12. Cookies and Tracking Technologies

The Website uses cookies and similar tracking technologies. For detailed information on which cookies are used, for what purposes, and how to manage your preferences, please refer to my Cookie Policy.

13. Links to Third-Party Websites

My Website may contain links to third-party websites (YouTube, Instagram, or other music platforms). I am not responsible for the privacy practices of such external sites. I invite you to read the privacy policies of each website you visit.

14. Minors

This Website is not specifically intended for minors under 18 years of age, and I do not knowingly collect personal data from minors. If I become aware that I have collected personal data from a minor without parental consent, I will take steps to delete such information as soon as possible.

15. Changes to This Privacy Policy

I reserve the right to modify or update this Privacy Policy at any time to reflect changes in my services, applicable laws, or data processing practices.
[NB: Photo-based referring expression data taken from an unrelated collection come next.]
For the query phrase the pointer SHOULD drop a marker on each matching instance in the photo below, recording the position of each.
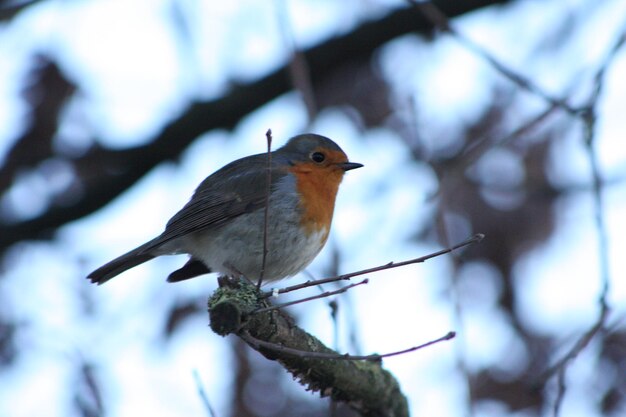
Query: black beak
(347, 166)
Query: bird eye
(318, 157)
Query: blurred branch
(8, 12)
(364, 386)
(107, 173)
(589, 120)
(46, 94)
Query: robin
(222, 227)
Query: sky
(138, 71)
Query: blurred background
(506, 120)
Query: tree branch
(105, 174)
(364, 386)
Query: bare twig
(315, 297)
(203, 396)
(268, 136)
(440, 20)
(474, 239)
(298, 66)
(336, 356)
(589, 117)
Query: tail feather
(120, 264)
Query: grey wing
(216, 201)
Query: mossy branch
(363, 385)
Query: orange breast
(317, 187)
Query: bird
(223, 226)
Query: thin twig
(203, 396)
(314, 297)
(589, 118)
(474, 239)
(268, 136)
(440, 20)
(257, 343)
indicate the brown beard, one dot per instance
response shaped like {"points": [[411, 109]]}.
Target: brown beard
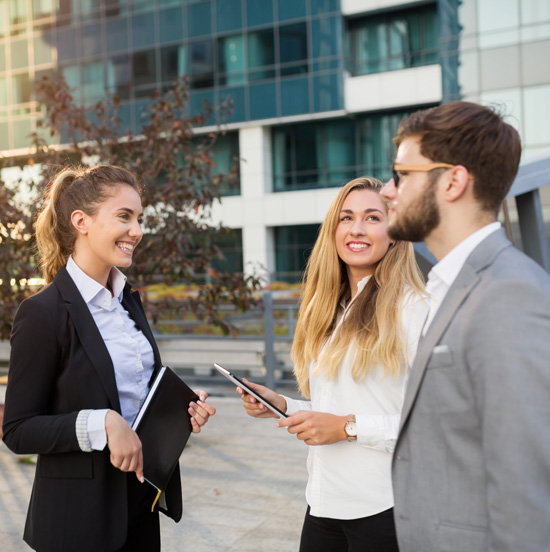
{"points": [[421, 216]]}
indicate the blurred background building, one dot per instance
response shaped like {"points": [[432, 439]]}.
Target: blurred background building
{"points": [[318, 88]]}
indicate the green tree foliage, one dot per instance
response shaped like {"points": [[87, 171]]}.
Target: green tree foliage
{"points": [[173, 161]]}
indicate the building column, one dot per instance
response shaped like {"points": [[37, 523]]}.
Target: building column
{"points": [[256, 180]]}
All changes will be published on this page, indicating the “Last update” date at the top of the document. In case of substantial changes requiring new consent, I will inform you by email or through a notice on the Website.

You are encouraged to periodically review this page to stay informed about how I protect your personal data.

16. Contacts

For any questions, clarification requests, or to exercise your rights regarding personal data processing, you may contact me:

David Fisicaro
Via Bellini, 27 – 51100 Pistoia (PT), Italy
Tax Code: FSCDVD83A11G491W
VAT Number: 02082580479
Email: blindmojodave@gmail.com
Phone: +39 339 244 2249

I will be happy to respond to all your requests and provide any additional information you may need.